Well those are your problems.  You should be able to consider the position of the other side, even be able to make arguments in its favor, if you are seriously considering anything.  That you are not is evidence that your not really conisidering.  For instance disease, death, the need to eat, ect have all been thrown out as proof that God is an angry psychopath and evil.  But actually consider what those things mean if you are a soul, can you not actually think about it?  Just trying to get someone to adopt a literal Christian position so you can (easyily) refute its not honest discussion.   IF thats what your looking for, your out of luck.  You ask for opinions, then don't even attempt to understand them.  That's not debating with respect, you could also leave out loaded phrases like absurd, delusional, ect, if you want to pretend you are interested in serious disscussion.  I could easily make a better argument for Athiesism that you have, I used to be one.  But my experienes have shown me there is an energy component to the world, and there is more than we can see.  If you don't believe me, I don't care.  Here you go, I have had several out of body experiences, and I have felt the connectness that comes from praising the most High.  Make fun of me all you want.  I am seldom in agreement with Rule, but he is right.  Its like trying to tell a deaf man what a the wind in the trees sounds like.

Sorry, that some of you have been traumatized by people misusing religion, but don't react to it by becoming like them. 

I already gave some of my ideas about the nature of dimensions and time, and why the idea of a complete understanding of God is impossible, and not needed.  You ignored it entirerly. 

You really don't understand the deep distinction between Faith and Religion, they are not the same thing at all.  IF you want to Convert people like me and the other posters on here, you had better get a real solid grasp on it, and work on some arguments that attack Faith. 

Religion has been a neccessary evil (in my opinion).  It has and continues to do great things for many many people.  But it also does bad, horrible attrocities.  Its a human thing.  Can you show me a pure human institution?   IF not it seems you are holding Religion to higher standard than any other institution, and I see no basis for that.  That argument doesn't work for me.  We can get specific, and I will agree that there are churches I would like to see eliminated, Phelps and his GODHATESFAGS church comes right to mind.  But persecuttion is a slippery slope.  IF its human its going to be flawed.  It is terrible that Priests attack kids, but so do Public School Teachers.  I do think that Religion has played a vital role in the origination and continued evolution of our (and all ) cultures for both good and bad.  I think if it were destroyed it would be replaced by something that would pass the "Duck Test" as Religion with a different name, and be just as bad. 

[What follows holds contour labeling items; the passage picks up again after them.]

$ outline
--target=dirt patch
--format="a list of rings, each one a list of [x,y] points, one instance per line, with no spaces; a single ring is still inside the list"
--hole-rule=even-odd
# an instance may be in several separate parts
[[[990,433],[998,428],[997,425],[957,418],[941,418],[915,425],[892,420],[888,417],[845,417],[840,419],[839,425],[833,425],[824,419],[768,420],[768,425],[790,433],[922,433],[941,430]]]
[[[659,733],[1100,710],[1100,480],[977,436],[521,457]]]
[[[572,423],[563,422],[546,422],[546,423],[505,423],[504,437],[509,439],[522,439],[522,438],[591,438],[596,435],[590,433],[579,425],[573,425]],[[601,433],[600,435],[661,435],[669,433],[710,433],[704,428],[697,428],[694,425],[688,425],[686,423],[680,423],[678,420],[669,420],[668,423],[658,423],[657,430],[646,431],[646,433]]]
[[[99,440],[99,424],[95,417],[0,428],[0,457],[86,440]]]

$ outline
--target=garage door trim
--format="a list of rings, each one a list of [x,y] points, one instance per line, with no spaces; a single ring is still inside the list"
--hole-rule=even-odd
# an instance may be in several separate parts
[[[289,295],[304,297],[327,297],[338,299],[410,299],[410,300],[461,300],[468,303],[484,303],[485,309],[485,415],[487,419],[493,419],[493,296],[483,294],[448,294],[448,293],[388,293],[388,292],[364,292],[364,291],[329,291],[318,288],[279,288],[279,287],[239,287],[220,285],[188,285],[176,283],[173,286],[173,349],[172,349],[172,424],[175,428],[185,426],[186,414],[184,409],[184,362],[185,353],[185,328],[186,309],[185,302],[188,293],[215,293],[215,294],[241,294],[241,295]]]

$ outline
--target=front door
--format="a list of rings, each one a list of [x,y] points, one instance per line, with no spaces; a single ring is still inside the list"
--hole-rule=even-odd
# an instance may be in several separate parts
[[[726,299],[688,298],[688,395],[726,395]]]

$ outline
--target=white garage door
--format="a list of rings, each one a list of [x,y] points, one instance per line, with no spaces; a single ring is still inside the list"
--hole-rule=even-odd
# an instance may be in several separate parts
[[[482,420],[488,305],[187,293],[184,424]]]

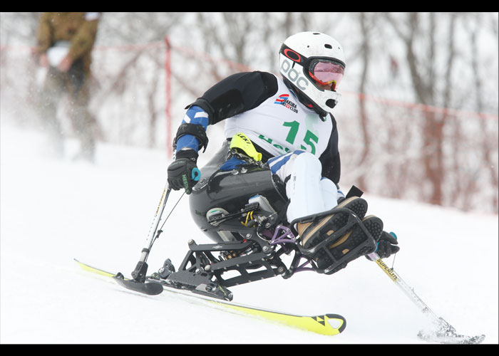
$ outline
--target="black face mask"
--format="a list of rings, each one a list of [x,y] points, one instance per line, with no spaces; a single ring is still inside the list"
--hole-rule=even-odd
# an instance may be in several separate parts
[[[297,88],[286,78],[283,78],[283,80],[284,82],[284,84],[286,84],[286,86],[288,87],[288,88],[292,90],[294,95],[297,96],[299,102],[305,105],[307,108],[312,108],[314,111],[315,111],[319,116],[321,117],[321,120],[322,121],[326,121],[326,117],[329,114],[326,111],[324,111],[315,104],[312,103],[312,101],[309,99],[307,96],[306,96],[303,93],[302,93],[300,90],[297,89]],[[334,100],[331,100],[333,102],[333,106],[331,108],[334,108],[336,103],[334,103]],[[329,104],[327,104],[328,106],[330,106]]]

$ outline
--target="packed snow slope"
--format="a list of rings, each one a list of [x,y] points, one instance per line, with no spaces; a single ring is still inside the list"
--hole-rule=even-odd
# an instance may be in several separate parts
[[[4,121],[4,120],[3,120]],[[234,301],[291,313],[339,313],[322,336],[207,307],[173,293],[145,296],[82,271],[135,268],[165,185],[163,152],[100,145],[95,164],[43,154],[44,138],[1,125],[0,342],[168,344],[420,343],[426,320],[374,263],[231,288]],[[216,145],[210,140],[211,145]],[[69,153],[75,142],[69,140]],[[73,146],[72,146],[73,145]],[[181,197],[170,194],[166,211]],[[498,216],[365,194],[400,241],[394,268],[458,333],[498,343]],[[150,272],[187,241],[210,241],[184,196],[153,246]],[[389,266],[393,258],[386,260]]]

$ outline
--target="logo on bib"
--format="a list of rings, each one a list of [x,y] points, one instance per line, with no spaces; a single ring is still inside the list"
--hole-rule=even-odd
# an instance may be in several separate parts
[[[293,112],[298,112],[297,105],[289,100],[289,94],[281,94],[274,103],[287,108]]]

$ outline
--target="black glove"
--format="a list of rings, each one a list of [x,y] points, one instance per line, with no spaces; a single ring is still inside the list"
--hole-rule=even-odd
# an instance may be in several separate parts
[[[173,190],[185,189],[190,194],[197,181],[201,177],[201,172],[197,168],[197,152],[189,150],[189,152],[180,151],[177,154],[177,159],[168,166],[168,184]]]
[[[390,256],[392,253],[396,253],[400,250],[398,246],[398,241],[397,236],[393,232],[389,234],[386,231],[383,231],[381,236],[378,240],[378,248],[374,251],[378,253],[378,256],[381,258],[386,258]]]

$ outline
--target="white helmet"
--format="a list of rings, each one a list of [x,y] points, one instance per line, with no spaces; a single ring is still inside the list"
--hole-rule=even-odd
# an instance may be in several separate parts
[[[324,118],[341,97],[336,88],[345,69],[341,45],[324,33],[300,32],[288,37],[279,53],[284,82],[304,105]],[[331,90],[324,90],[326,85],[331,85]]]

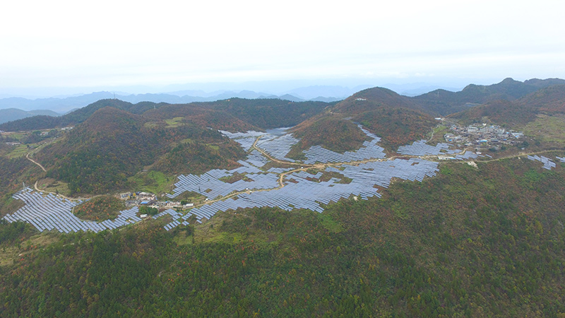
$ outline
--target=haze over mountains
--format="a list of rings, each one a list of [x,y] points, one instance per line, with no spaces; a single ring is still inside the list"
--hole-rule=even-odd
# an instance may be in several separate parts
[[[20,112],[18,114],[6,113],[3,110],[14,108],[25,112],[37,110],[49,110],[59,114],[64,114],[74,109],[85,107],[97,100],[107,98],[117,98],[121,100],[137,103],[139,102],[168,102],[171,104],[188,103],[193,102],[211,102],[232,98],[280,98],[295,102],[313,100],[321,102],[334,102],[347,98],[348,96],[363,89],[374,87],[371,85],[358,85],[345,87],[338,85],[314,85],[299,87],[281,93],[268,93],[262,90],[221,90],[205,91],[204,90],[171,90],[166,93],[148,93],[131,94],[122,91],[101,90],[88,94],[75,94],[72,95],[57,95],[48,98],[32,98],[23,95],[0,95],[0,123],[16,120],[27,117],[30,114]],[[386,84],[383,86],[405,95],[415,95],[439,88],[437,86],[424,83],[414,84]],[[179,88],[171,86],[168,88]],[[448,88],[448,90],[457,90],[458,88]],[[6,114],[6,115],[4,115]],[[50,114],[56,116],[55,114]]]

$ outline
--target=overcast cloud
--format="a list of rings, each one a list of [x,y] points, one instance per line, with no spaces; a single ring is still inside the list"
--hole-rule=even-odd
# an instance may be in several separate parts
[[[4,4],[0,88],[565,78],[561,1],[180,2]]]

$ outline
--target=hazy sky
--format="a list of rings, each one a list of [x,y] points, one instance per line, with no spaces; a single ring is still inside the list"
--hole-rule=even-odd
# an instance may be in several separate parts
[[[0,88],[565,78],[565,1],[12,1]]]

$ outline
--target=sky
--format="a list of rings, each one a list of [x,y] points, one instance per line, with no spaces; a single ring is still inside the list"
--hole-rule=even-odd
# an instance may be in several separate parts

It seems to me that the Doctrine Christian Church/Judeo Christian Muslim  Concept is dying, and there is a spiritual reawakening  over much of the world.  We are really living through the birth of a new age.  The fundamentalism we see so often and virulently in  is a last stand type thing.  They feel cornered.  I think it would be better for you to try to help them stand down, than feel they have to fight, as cornered people tend to fight to the death.  But thats just me, you don't have to agree.  But if you try to see it that way, actually consider it, you might learn something, even more effective arguments for your current view.